Open dlmarion opened this issue 2 years ago • 3 comments

Fixes #3972

dlmarion avatar Nov 21 '23 21:11 dlmarion

@ctubbsii said The other thing I was thinking about is that I thought we already had some start-up config validation code that would have spit out warnings about unrecognized properties already.

Could you be think of the code that tries to convert from old to new? (may have been master / manager specific)

In general, I would lean towards failing. Trying to interpret user intent usually seems to come back to being a bad thing. While it may be "unfriendly" to abort the upgrade, it does force someone to address the situation up front. Finding out that something that you thought was X and is now Z and you are unsure when Z took effect is decidedly unfriendly.

If it is not a straight conversion where we renamed a.b.foo to a directly equivalent c.d.bar, then we should not be trying to interpret user intentions. Even with a auto rename we have issues where we would ignore the original name after the conversion if the use tried to set / use the original name.

Overall, it seems like we should provide a check config / migrate config utility that can be run offline before an upgrade that does these checks - then failing if it is still incorrect would be less painful. This might be a change in the way that we have handled upgrading in the past, but may benefit users.

EdColeman avatar Nov 21 '23 22:11 EdColeman

Could you be think of the code that tries to convert from old to new? (may have been master / manager specific)

Very possibly. I would have to do some digging. If it still exists, it would be in the server startup code path... possibly on configuration object construction, so maybe the ServerConfigurationFactory, ServerConfiguration, AccumuloConfiguration, Property, PropertyType, ServerContext, ClientContext, or some other related code (I realize this doesn't exactly narrow it down :smiley_cat: ).

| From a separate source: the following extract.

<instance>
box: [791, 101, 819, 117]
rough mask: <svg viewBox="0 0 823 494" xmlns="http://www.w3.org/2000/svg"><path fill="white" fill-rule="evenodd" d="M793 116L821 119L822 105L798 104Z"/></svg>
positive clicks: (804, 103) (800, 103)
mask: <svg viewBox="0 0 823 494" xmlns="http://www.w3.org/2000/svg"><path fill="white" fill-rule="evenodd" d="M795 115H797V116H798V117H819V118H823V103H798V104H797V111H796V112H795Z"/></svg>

In general, I would lean towards failing. Trying to interpret user intent usually seems to come back to being a bad thing.

I definitely agree with that. In this case, though, it's probably safe to just delete it. The property was a "best effort" optimization... it did not critically change anything. And, at this point, the user doesn't have a choice... so there's not really any point in failing... it has to be removed... either by us or by them.

ctubbsii avatar Nov 21 '23 22:11 ctubbsii

Even if there is not consequence of just removing it - forcing them to make that change themselves has the benefit of forcing them to address something that was not having any effect. If they are okay with that, the can delete it and move on. However, if the have a "hey, wait a minute, I thought that was for...." they may figure out an alternate that meets their requirements,

EdColeman avatar Nov 21 '23 22:11 EdColeman

@ctubbsii - This has been modified to call ConfigCheckUtil.validate like other parts of the codebase. This will log a warning for any unknown properties and throw an error for malformed or incorrect properties (wrong type, etc.). Can you re-review when you get a chance? I'd like to get this merged up.

dlmarion avatar Feb 21 '24 13:02 dlmarion

I talked with @ctubbsii regarding this and he had two suggestions:

  1. This check likely makes sense for all upgrades, not just between specific versions
  2. Move the check to later in the upgrade process to ensure that all other upgrades are done. There could be an upgrade to the property structure or something that precludes this check from succeeding.

dlmarion avatar Feb 21 '24 17:02 dlmarion

Oh, also, this might be useful to put in 3.1, or even 2.1 as an extra upgrade check.